Отец рассказывал, что в Ленинграде, за несколько дней перед смертью, находясь в тяжелом, угнетенном состоянии, Есенин зашел к Клюеву, пожаловался, что ему тяжело, что он все чаще и чаще думает о смерти, на что Клюев ответил ему:
— Пора, пора, Сережа, на тот свет, грехи замаливать.
Может быть эти слова для Есенина были решающими.
Перед смертью Есенин долго сидел в холле гостиницы „Англетер“. В комнате его, как известно, нашли стихи, написанные кровью: „До свиданья, друг мой, до свиданья“. Стихи кровью писал Есенин и раньше.
Отец не раз говорил, что не может простить Клюеву его слов Есенину, хотя и считал, что его „Плач по Есенину“ лучшее, что написано о нем.
Из стихов Есенина отец больше всего любил „Не жалею, не зову, не плачу“, „Сукин сын“, „Черный человек“, „Снова пьют здесь, дерутся и плачут“, „Пушкину“.
Есенин послужил прообразом Дмитрия Трунцова в книге отца „Бурса“. Однажды я сказала отцу, что ранний период поэзии мне кажется ниже его последних стихов. Александр Константинович ответил мне, что тот период по силе таланта нисколько не уступает последнему, но он менее понятен, запутаннее и в пример привел „Инонию“. На мой вопрос, почему стихи позднего периода больше пользовались успехом и известностью, отец ответил, что здесь уже чувствовалась судьба поэта.
В сентябре 1944 года на Колыме меня, наконец, освободили из лагеря. „Наконец“ — потому что срок моего заключения кончился в 42 году, но я еще пересиживала два с половиной года, как „особо вредная и опасная“ (я была не одна такая). Но вдруг мне посчастливилось, я вытащила „лотерейный билет“ — попала в один из списков на „досрочное освобождение“. Списки эти постоянно составлялись в лагере, очевидно, для поднятия нашего духа, и отправлялись куда-то „вверх“. Мы уж настолько привыкли к этим спискам, что перестали обращать на них внимание и не верили в них.

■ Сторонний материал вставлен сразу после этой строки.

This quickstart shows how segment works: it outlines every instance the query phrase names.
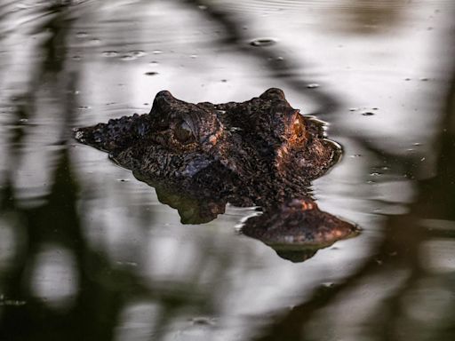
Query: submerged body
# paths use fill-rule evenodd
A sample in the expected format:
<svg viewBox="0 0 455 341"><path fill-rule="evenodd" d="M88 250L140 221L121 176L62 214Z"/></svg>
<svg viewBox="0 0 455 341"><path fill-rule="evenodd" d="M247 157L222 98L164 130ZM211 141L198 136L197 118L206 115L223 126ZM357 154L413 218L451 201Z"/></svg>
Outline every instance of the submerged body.
<svg viewBox="0 0 455 341"><path fill-rule="evenodd" d="M184 222L210 221L230 202L264 210L243 232L271 246L319 248L356 231L308 195L310 181L340 150L279 89L225 104L187 103L160 91L149 114L76 129L76 139L155 186Z"/></svg>

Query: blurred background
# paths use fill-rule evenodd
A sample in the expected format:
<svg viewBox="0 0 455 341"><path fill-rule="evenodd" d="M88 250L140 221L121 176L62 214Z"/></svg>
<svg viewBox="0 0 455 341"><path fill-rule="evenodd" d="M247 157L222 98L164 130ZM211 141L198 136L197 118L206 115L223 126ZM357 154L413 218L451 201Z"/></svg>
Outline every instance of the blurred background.
<svg viewBox="0 0 455 341"><path fill-rule="evenodd" d="M3 0L1 340L455 339L451 0ZM72 128L282 88L344 148L315 181L360 236L291 263L182 225Z"/></svg>

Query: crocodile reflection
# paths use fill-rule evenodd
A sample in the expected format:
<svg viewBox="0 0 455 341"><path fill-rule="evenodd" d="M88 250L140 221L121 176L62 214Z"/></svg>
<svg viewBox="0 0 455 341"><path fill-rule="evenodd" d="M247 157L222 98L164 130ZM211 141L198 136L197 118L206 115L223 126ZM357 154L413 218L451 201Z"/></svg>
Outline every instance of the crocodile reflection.
<svg viewBox="0 0 455 341"><path fill-rule="evenodd" d="M227 203L259 207L263 213L248 218L243 234L290 260L303 261L358 232L311 198L310 181L336 163L340 149L280 89L223 104L187 103L164 91L149 114L77 128L75 137L154 186L183 223L211 221Z"/></svg>

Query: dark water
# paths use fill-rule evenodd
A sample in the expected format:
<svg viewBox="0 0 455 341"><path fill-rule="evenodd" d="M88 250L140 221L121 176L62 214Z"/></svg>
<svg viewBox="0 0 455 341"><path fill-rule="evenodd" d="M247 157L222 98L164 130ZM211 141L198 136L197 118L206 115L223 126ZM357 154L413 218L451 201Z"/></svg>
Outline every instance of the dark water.
<svg viewBox="0 0 455 341"><path fill-rule="evenodd" d="M449 0L0 4L1 340L455 338L455 4ZM170 90L271 86L343 159L320 206L363 228L304 263L182 225L71 129Z"/></svg>

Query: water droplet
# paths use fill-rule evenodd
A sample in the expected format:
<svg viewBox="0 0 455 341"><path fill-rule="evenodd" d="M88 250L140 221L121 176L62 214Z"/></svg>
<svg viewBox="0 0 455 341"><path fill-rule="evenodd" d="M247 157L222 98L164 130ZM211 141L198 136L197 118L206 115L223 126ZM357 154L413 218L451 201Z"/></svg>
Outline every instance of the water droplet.
<svg viewBox="0 0 455 341"><path fill-rule="evenodd" d="M251 46L270 46L276 44L276 41L273 38L258 38L250 42Z"/></svg>
<svg viewBox="0 0 455 341"><path fill-rule="evenodd" d="M312 83L311 84L307 84L307 88L308 88L308 89L315 89L315 88L319 88L319 86L320 86L320 85L319 85L318 83Z"/></svg>
<svg viewBox="0 0 455 341"><path fill-rule="evenodd" d="M103 52L104 57L116 57L118 56L118 52L116 51L105 51Z"/></svg>

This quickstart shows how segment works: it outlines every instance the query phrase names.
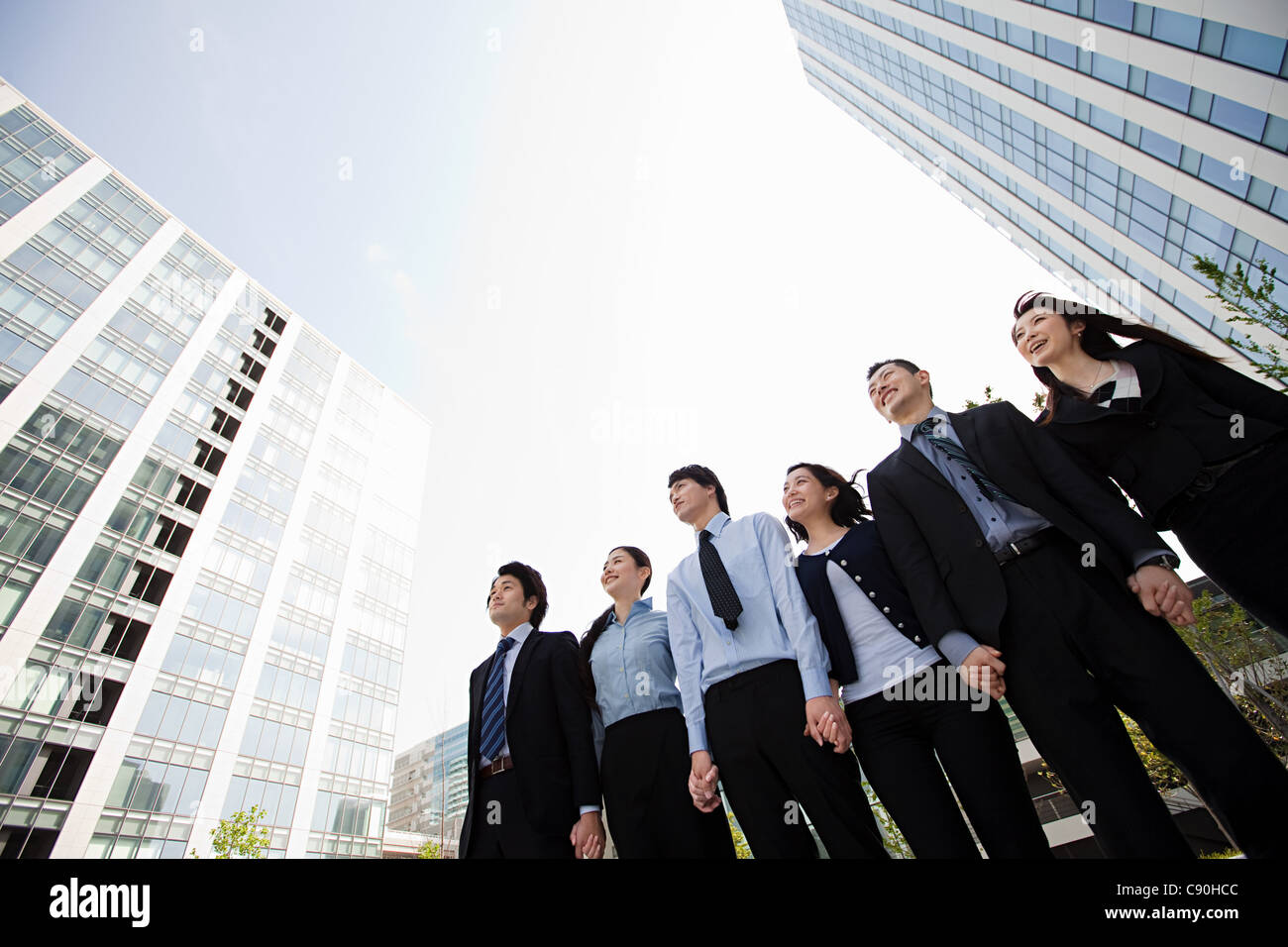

Я работала в теплице, поливала помидоры, сентябрьский дневной теплый воздух вливался в открытые люки, вдали стояли сопки со снежными вершинами. В этот день пришел список на двадцать человек и на разводе говорили о нем, и сейчас в этот список запихали весь лагерь, называли много фамилий, потому что в лагере к тому времени было много „пересидчиков“, и всем очень хотелось освободиться. Мою фамилию не называли.